3. If a complaint is made, then the complainant, in all probability, is threatened.

4. If the complainant/whistleblower retreats, then all is good. Otherwise, the person may even be physically assaulted, which will probably do the trick.

Now, the question rises: where is the law of the land? Even if a strong and desirable ‘whistleblower protection bill’ may be in place, will it be of any need after the death of the whistleblower? It is the same situation as the police investigating a crime after having watched the crime when it was going on.

If another complaint rises, then the matter may reach up to the court, but if the ‘helping hands’ of the judiciary and the executive are coordinating with each other, how can we expect a fair trial and judgement? It will surely be a very cruel joke with oneself.
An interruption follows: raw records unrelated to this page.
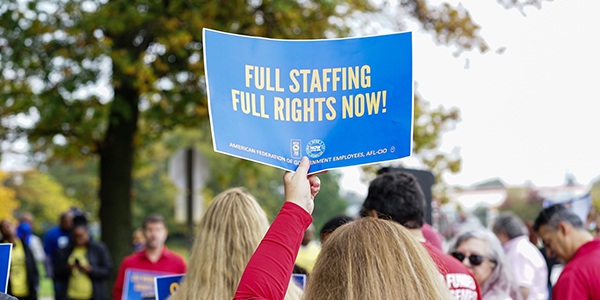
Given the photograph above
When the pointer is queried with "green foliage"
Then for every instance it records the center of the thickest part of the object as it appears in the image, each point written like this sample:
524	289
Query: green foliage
41	195
9	202
79	179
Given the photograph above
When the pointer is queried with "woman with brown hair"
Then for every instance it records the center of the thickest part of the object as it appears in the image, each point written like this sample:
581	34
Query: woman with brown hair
229	232
365	259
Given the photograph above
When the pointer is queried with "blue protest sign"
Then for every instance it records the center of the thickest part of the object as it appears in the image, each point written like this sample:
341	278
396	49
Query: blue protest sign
5	251
139	284
165	286
300	280
341	102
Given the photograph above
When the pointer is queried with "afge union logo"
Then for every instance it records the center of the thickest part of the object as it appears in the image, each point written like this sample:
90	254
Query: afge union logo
296	148
315	148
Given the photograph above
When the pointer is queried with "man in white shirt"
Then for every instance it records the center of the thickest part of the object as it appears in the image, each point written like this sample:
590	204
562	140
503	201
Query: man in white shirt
525	259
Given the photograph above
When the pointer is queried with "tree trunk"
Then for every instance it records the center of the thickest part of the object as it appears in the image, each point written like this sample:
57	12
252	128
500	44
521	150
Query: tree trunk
116	165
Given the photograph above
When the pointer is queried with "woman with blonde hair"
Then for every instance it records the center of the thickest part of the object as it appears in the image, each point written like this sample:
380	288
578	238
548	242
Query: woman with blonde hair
481	252
229	232
374	259
365	259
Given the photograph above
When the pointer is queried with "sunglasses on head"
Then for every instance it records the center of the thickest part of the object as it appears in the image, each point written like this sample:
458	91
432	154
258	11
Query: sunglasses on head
474	259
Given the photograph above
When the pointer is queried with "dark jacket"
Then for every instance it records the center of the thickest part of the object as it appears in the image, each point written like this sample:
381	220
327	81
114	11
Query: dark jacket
33	276
100	261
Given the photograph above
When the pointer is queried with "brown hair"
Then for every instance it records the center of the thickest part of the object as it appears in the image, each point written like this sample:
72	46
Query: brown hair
229	232
374	259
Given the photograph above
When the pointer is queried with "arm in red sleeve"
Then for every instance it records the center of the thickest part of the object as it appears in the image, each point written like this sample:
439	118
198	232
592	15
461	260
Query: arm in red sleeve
118	287
268	272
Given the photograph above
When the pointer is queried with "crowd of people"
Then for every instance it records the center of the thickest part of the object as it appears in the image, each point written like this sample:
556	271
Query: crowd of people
388	251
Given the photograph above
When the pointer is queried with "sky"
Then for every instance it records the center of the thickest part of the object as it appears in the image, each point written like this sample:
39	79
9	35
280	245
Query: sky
530	114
Now, as every door seems closed, this is the point where an unseen face of India’s democracy must enter the scene. In my opinion, any matter which reaches the ‘Lok Adalats’, along with a simple media backing, will definitely lead to a solution. Here, the phrase ‘Lok Adalats’ do not mean the ones that are already a part of the Indian judiciary. Here, ‘Lok Adalats’ refer to the public consensus on a particular matter.

Martyred whistleblowers fought for the betterment of the society and for justice. Now, it’s society’s turn to pay tribute to such people who did not think about their lives for the collective and greater good. The much-needed recipe for this movement lies in its start. The spark needs to come from an individual or organisation, along with a little bit of hard work to attract the masses. We all know very well that Anna Hazare’s campaign had become successful for a very brief period, because the masses had given support to the movement.

Common citizens, who can’t take up the initiative to change something because of their larger engagement with their daily lives, have to secure the rights of those citizens who are, in turn, fighting for the rights of the society in which all of us live. They are trying to make the environment better, so that the coming generations can learn something from the struggles of their elders.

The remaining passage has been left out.